CPU based Culling

CPU based techniques include techniques like BSP portal systems with potential visibility sets (PVS), stand alone portal systems similar to the one used so far in the OpenGL Graphic Module or view blockers.

BSP Portal System

BSP based systems create a binary portal system based on the BSP tree. This technique has been made popular by the Quake based engines. PVS is a precomputation step calculating for all rooms in the BSP portal system which other rooms are potentially visible hence the name potentially visibility set.

This technique works best with static indoor scenes. The fragmentation in portal rooms increases though a lot with increasing scene complexity since portal generation is an automatic process. Furthermore for dynamic scenes the BSP based system is not suitable since changes in the portal system structure would invalidate the PVS which is time consuming to calculate.

This technique is not suitable for a game engine allowing all kinds of scenes.

Drag[en]gine Portal System

The portal system used so far in the OpenGL Graphic Module is based on a similar approach but the portal system is hand made by the artist. This allows to keep the complexity of the portal system to an utmost minimum which improves performance compared to the BSP portal system by a great deal. Visibily is calculated using frustum culling algorithms applied on the portal mesh.

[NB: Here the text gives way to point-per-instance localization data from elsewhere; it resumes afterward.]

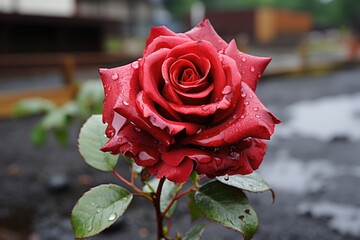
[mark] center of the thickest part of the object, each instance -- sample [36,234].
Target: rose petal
[205,31]
[120,87]
[148,110]
[195,98]
[202,110]
[231,91]
[177,174]
[242,158]
[166,42]
[251,67]
[206,50]
[136,144]
[151,80]
[175,156]
[250,119]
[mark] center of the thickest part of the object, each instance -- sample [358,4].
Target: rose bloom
[188,104]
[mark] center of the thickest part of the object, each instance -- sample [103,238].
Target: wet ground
[312,163]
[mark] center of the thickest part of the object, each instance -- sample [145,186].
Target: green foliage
[194,232]
[98,209]
[229,206]
[91,139]
[253,182]
[32,106]
[57,119]
[167,194]
[194,211]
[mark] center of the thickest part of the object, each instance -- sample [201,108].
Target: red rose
[188,103]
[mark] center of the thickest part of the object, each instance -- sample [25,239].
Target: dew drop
[135,65]
[112,217]
[144,156]
[115,76]
[206,107]
[227,89]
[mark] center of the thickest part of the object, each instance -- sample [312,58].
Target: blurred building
[261,26]
[68,25]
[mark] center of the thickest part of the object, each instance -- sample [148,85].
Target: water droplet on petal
[135,65]
[112,217]
[115,76]
[227,89]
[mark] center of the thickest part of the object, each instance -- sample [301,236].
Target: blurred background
[49,55]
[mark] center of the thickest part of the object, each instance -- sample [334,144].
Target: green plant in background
[57,119]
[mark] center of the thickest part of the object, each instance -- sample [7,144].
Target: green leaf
[62,136]
[91,139]
[32,106]
[194,177]
[38,135]
[194,232]
[253,182]
[229,206]
[99,208]
[167,194]
[193,208]
[90,97]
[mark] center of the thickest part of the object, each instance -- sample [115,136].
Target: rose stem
[159,216]
[133,186]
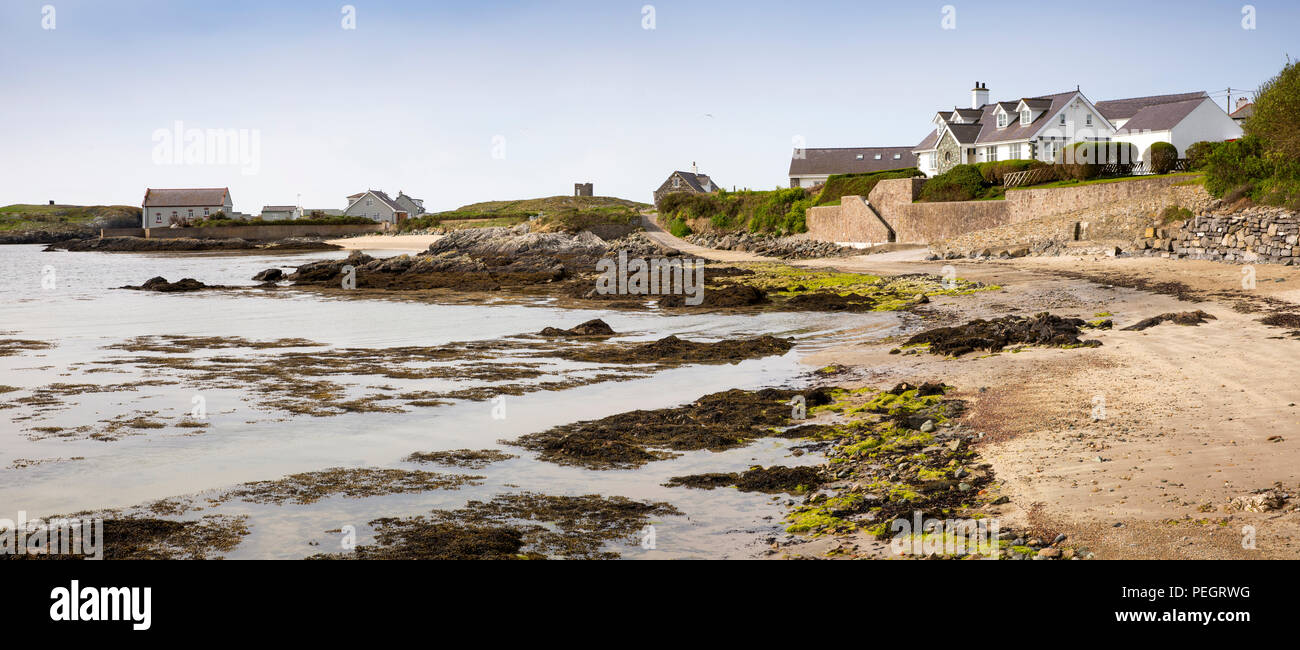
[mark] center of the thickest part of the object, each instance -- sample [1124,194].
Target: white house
[811,167]
[377,206]
[1181,124]
[161,208]
[281,212]
[1039,128]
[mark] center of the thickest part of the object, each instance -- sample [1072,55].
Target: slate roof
[1127,108]
[1161,117]
[697,181]
[844,160]
[185,196]
[984,129]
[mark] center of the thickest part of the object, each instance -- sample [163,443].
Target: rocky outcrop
[770,246]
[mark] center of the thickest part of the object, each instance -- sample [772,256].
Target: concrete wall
[268,232]
[930,222]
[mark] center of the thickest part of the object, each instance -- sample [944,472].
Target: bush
[1162,157]
[1197,154]
[995,172]
[960,183]
[1277,108]
[679,228]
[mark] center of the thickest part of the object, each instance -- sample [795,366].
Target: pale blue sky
[412,98]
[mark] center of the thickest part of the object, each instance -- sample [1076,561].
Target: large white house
[1040,126]
[161,208]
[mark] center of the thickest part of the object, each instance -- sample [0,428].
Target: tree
[1277,109]
[1162,157]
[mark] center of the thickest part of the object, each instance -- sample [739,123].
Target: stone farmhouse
[689,182]
[163,208]
[1040,126]
[811,167]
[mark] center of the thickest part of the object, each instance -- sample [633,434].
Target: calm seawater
[82,311]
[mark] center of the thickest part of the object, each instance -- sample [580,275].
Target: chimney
[979,95]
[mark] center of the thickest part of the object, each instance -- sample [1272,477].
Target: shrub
[1162,157]
[960,183]
[995,172]
[1277,107]
[679,228]
[1199,152]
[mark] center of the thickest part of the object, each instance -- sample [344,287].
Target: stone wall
[1255,234]
[931,222]
[849,221]
[268,232]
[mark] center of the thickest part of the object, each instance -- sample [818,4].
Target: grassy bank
[55,219]
[551,213]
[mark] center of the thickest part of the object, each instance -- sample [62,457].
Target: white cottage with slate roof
[161,208]
[1040,126]
[377,206]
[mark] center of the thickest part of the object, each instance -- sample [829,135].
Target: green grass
[21,217]
[1100,181]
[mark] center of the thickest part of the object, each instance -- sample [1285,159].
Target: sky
[466,102]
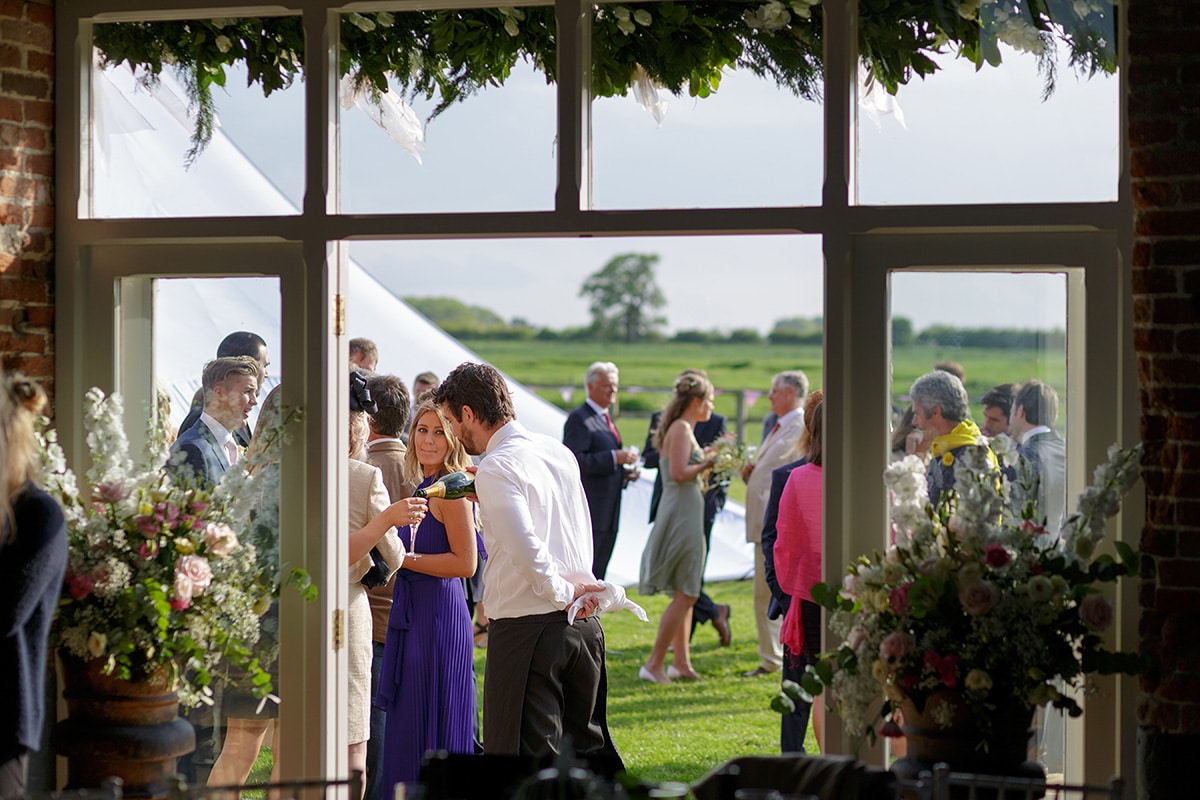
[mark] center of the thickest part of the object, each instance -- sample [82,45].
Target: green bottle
[451,487]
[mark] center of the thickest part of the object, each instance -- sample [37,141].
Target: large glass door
[150,317]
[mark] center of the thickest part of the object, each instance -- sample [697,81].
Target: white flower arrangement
[975,595]
[157,572]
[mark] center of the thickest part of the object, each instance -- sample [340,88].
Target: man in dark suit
[205,450]
[707,432]
[1035,410]
[237,343]
[591,434]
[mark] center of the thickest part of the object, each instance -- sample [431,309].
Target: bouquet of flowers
[975,595]
[729,457]
[157,572]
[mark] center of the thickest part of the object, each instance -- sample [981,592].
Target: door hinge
[339,629]
[340,314]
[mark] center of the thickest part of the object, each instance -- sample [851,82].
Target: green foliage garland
[451,54]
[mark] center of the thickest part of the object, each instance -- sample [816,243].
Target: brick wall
[27,187]
[1164,138]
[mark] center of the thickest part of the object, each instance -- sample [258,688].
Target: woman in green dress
[673,560]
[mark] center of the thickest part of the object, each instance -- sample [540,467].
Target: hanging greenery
[451,54]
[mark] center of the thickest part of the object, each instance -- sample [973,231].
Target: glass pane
[161,148]
[195,320]
[461,143]
[999,349]
[753,142]
[517,305]
[989,136]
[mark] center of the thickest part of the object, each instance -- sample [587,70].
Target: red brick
[1175,252]
[1168,223]
[23,290]
[1181,601]
[1155,193]
[1163,163]
[35,366]
[1179,572]
[25,32]
[1155,280]
[24,85]
[40,112]
[1174,311]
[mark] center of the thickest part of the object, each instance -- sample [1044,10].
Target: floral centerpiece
[159,573]
[977,597]
[730,455]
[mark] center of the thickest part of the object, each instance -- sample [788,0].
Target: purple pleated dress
[426,680]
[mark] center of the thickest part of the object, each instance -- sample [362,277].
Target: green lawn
[682,731]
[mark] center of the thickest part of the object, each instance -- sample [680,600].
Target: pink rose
[220,539]
[1096,611]
[79,585]
[996,555]
[197,570]
[112,491]
[978,597]
[897,645]
[183,596]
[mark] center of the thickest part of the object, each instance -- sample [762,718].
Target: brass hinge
[340,314]
[339,629]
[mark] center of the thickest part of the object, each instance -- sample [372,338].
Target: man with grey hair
[780,446]
[591,434]
[940,409]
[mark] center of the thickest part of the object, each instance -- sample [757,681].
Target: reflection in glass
[1003,336]
[1036,122]
[196,319]
[157,148]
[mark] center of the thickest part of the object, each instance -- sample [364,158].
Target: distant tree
[623,296]
[744,336]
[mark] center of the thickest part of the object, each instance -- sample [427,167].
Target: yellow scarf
[964,433]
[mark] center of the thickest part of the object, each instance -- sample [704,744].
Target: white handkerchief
[611,599]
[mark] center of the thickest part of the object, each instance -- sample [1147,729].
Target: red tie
[612,428]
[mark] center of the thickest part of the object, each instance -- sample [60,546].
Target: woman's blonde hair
[456,455]
[690,384]
[21,403]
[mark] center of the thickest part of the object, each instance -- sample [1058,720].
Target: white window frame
[856,299]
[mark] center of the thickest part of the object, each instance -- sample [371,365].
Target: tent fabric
[141,137]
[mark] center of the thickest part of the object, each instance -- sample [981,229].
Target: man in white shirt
[205,450]
[545,679]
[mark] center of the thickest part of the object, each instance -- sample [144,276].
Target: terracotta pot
[957,743]
[125,728]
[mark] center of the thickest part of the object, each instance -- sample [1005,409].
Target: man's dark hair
[1039,401]
[391,401]
[1001,397]
[479,386]
[240,343]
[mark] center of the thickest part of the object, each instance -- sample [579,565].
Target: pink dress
[798,547]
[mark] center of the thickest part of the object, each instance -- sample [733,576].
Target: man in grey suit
[205,450]
[385,451]
[1035,411]
[787,394]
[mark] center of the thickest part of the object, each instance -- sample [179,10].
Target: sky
[966,137]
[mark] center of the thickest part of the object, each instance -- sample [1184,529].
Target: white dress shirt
[223,437]
[535,521]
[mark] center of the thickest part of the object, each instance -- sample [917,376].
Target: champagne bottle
[451,487]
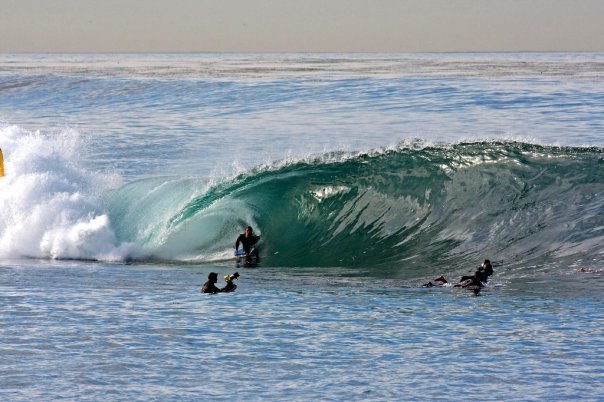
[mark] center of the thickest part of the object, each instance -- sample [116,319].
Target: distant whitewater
[410,206]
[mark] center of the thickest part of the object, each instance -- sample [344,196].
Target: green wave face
[413,207]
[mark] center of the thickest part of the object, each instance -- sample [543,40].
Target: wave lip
[414,206]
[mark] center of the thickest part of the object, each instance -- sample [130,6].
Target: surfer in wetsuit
[480,277]
[210,285]
[248,240]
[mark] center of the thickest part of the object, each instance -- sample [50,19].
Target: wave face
[412,206]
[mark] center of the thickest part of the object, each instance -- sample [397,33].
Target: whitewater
[129,176]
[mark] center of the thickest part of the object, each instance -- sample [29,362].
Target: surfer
[480,277]
[230,286]
[248,240]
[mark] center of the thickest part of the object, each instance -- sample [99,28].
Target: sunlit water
[159,130]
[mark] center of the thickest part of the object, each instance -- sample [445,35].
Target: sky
[300,25]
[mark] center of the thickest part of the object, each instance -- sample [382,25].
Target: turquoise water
[128,178]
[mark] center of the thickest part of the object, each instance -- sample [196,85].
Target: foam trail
[50,206]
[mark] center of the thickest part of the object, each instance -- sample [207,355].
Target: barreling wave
[414,206]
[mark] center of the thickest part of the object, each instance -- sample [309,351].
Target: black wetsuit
[209,287]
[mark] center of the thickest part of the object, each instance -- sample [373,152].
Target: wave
[413,206]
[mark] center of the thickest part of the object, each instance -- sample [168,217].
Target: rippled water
[77,130]
[116,332]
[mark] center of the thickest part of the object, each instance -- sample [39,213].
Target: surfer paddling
[247,241]
[478,280]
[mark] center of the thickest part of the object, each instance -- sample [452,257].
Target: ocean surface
[129,176]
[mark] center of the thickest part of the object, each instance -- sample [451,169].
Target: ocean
[129,176]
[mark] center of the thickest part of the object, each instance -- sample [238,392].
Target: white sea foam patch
[50,206]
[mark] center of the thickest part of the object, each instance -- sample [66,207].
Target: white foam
[50,206]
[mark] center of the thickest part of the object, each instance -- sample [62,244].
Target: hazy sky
[300,25]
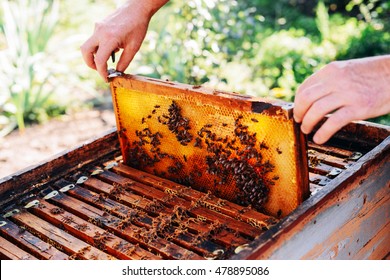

This technique is fast if the complexity of the portal mesh is low. This works also with dynamic portal meshes since no precalculation of a PVS of any kind is done. Still with outdoor systems this kind of portal system is not the best choice. For this a better solution has been required which in the end fully replaces this portal system technique too.

Blocker Culling

Another possible technique is using blocker meshes. The idea behind blocker meshes is the observation that if an occluder is large enough object objects behind the occluder are fully invisible if they are fully included in the frustum produced by the occluder and the camera location. The advantage of this technique is that for testing a box or sphere (bounding volumes are enough) against a frustum there exist fast collision detection algorithms.

This kind of culling is quite fast but suffers from overlapping culling problem. Overlapping culling refers to objects overlapping two or more occluders. If an object is covered by more than one culling object it is time consuming to figure out if the object is fully invisible or not since the object fails to be fully inside both culling frustums. The most common solution is to consider the object visible and call it a day since doing complex analytical testing of invisibility can cost more than simply sending the object down the render pipeline although invisible.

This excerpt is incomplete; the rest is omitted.